Categories: Bogor

Tentang Korban Bencana, Komisi V DPRD Jabar Sambangi Kabupaten Bogor

BERIMBANG.com Bogor – Komisi V DPRD Jawa Barat (Jabar) temui Tim Gabungan Penanggulangan Bencana Kabupaten Bogor, di Posko Terpadu Bencana yang dipusatkan di Kantor Badan Penanggulangan Bencana Daerah (BPBD), Jalan Tegar Beriman, Cibinong, Kabupaten Bogor, Jawa Barat, Rabu (08/01/2020).

Rombongan Komisi V DPRD Jabar yang dipimpin Wakil Ketua DPRD Jabar Achmad Ruyat, diterima Wakil Bupati (Wabup) Bogor Iwan Setiawan, dan Ketua Tim Gabungan Penanggulangan Bencana Kabupaten Bogor Dandim 0621 Letkol Harry Eko Sutrisno.

Hadir dalam acara itu seluruh anggota Komisi V DPRD Jabar dan Perwakilan Dinas Kesehatan Jawa Barat. Dari DPRD Kabupaten Bogor hadir Wakil Ketua DPRD Kabupaten Bogor Agus Salim dan Ketua Komisi IV Muad Khalim. Dari Pemkab Bogor hadir Kepala BPBD Yani Hasan, Sekretaris BPBD Budi Pranowo.

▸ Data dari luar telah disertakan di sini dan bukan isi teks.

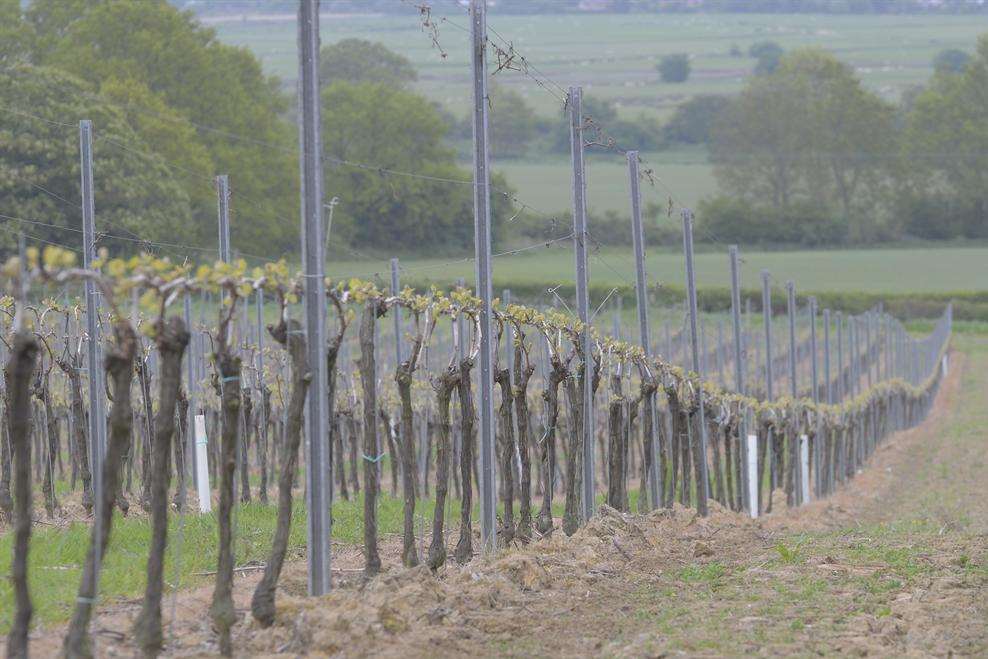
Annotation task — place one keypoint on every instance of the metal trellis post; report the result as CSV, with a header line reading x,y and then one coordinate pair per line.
x,y
318,460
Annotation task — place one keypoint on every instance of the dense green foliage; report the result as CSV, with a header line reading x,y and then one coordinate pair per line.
x,y
397,130
138,195
161,85
806,142
944,191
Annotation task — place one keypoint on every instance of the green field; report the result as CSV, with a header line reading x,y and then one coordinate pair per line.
x,y
614,56
921,270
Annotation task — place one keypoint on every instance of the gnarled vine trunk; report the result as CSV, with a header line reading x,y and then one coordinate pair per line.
x,y
120,369
523,375
444,386
464,547
290,336
17,376
507,446
171,340
372,457
228,366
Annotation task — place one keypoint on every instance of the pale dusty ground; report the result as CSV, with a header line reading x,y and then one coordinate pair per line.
x,y
896,565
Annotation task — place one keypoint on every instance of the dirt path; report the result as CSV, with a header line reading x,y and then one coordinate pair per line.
x,y
896,565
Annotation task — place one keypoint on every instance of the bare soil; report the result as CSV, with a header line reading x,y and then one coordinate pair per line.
x,y
896,564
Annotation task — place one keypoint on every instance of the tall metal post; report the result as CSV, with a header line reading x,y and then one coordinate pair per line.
x,y
826,357
318,491
582,290
817,440
740,359
767,319
97,401
190,387
223,216
702,486
791,310
655,475
811,308
482,250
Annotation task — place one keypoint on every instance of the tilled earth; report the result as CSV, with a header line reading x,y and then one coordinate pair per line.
x,y
895,564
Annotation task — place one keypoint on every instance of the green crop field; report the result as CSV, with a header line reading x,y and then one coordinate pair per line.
x,y
921,270
614,56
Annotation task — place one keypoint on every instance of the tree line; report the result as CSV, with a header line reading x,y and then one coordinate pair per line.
x,y
808,155
172,107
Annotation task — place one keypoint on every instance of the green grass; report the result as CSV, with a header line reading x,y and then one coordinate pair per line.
x,y
57,554
922,270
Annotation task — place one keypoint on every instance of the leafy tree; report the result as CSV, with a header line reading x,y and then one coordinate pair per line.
x,y
945,149
809,131
359,60
39,167
378,124
675,68
157,58
693,121
15,33
951,60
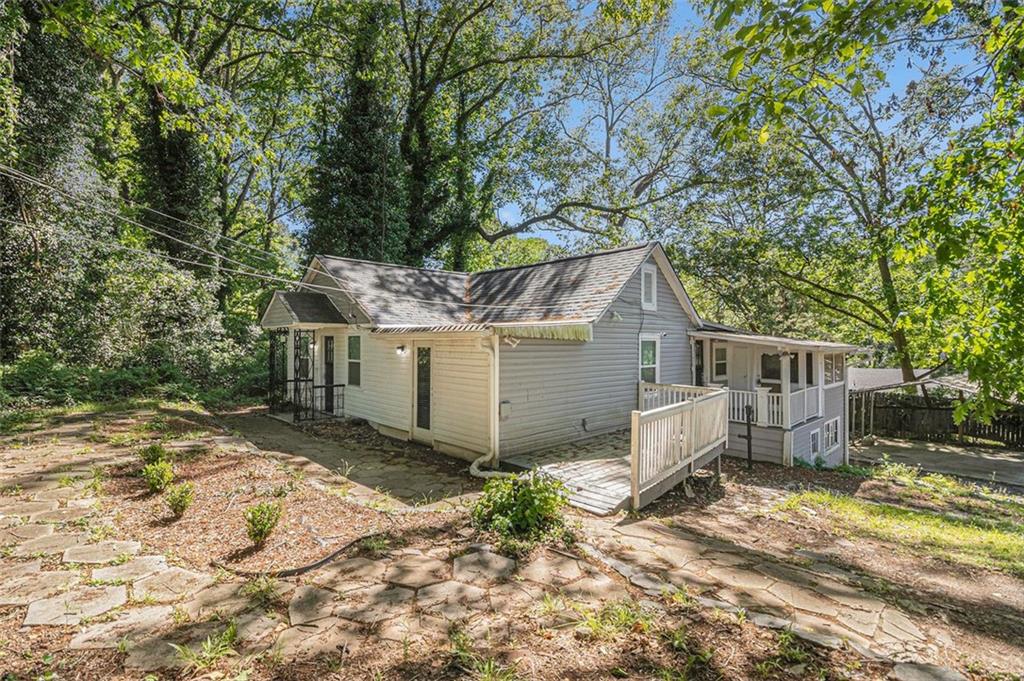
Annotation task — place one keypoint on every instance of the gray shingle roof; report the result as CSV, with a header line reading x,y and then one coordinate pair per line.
x,y
310,307
573,289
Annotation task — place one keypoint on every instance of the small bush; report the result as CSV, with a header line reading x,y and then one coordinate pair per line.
x,y
179,498
524,508
154,453
260,521
158,475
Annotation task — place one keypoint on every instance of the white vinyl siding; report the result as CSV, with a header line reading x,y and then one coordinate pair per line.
x,y
832,434
354,360
557,391
461,394
721,363
384,394
648,287
650,353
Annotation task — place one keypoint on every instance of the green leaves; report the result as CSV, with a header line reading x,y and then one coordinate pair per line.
x,y
736,58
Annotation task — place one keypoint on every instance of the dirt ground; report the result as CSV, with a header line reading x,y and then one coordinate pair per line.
x,y
536,625
980,610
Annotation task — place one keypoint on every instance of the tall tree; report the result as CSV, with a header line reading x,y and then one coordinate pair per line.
x,y
355,201
863,136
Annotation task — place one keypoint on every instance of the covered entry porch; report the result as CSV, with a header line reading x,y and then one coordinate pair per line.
x,y
677,430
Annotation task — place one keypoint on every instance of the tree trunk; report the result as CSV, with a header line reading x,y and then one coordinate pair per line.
x,y
893,307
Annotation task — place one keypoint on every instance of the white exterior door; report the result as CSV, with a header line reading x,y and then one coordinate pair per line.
x,y
739,368
422,392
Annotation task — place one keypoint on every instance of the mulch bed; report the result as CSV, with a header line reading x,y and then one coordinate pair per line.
x,y
357,434
981,608
313,521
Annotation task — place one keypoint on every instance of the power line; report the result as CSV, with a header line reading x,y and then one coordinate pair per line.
x,y
207,230
271,278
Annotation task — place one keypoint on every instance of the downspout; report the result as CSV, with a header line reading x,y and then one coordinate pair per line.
x,y
491,345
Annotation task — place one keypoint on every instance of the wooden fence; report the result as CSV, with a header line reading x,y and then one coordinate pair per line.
x,y
911,418
669,439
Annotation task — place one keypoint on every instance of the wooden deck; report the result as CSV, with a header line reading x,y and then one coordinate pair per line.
x,y
596,471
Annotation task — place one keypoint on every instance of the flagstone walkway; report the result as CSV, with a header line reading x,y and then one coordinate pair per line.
x,y
64,570
820,602
116,595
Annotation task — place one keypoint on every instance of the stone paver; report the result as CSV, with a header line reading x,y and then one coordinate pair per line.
x,y
49,545
350,573
70,607
171,585
34,585
101,552
819,607
18,534
136,568
555,569
417,570
309,603
61,514
482,567
331,636
132,626
24,508
909,672
453,600
375,603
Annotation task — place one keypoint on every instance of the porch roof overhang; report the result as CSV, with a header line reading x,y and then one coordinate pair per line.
x,y
299,309
778,342
567,331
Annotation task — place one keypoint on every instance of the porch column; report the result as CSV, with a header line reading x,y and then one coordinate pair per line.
x,y
819,359
762,405
784,367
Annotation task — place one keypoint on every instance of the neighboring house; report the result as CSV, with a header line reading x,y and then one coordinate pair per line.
x,y
517,359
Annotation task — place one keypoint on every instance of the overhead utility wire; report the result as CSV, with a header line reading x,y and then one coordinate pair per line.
x,y
271,278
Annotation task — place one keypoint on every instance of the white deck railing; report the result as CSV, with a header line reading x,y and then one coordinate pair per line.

Wakil Ketua DPRD Provinsi Jawa Barat Achmad Ru’yat memastikan bantuan logistik bagi masyarakat tersalurkan dengan baik, walaupun aksesnya sulit.

“Memang aksesnya yang masih susah, namun bantuan sudah mulai diterima masyarakat. Hal ini juga karena sinergitas dengan seluruh instansi termasuk TNI dan Polri,” kata Achmad.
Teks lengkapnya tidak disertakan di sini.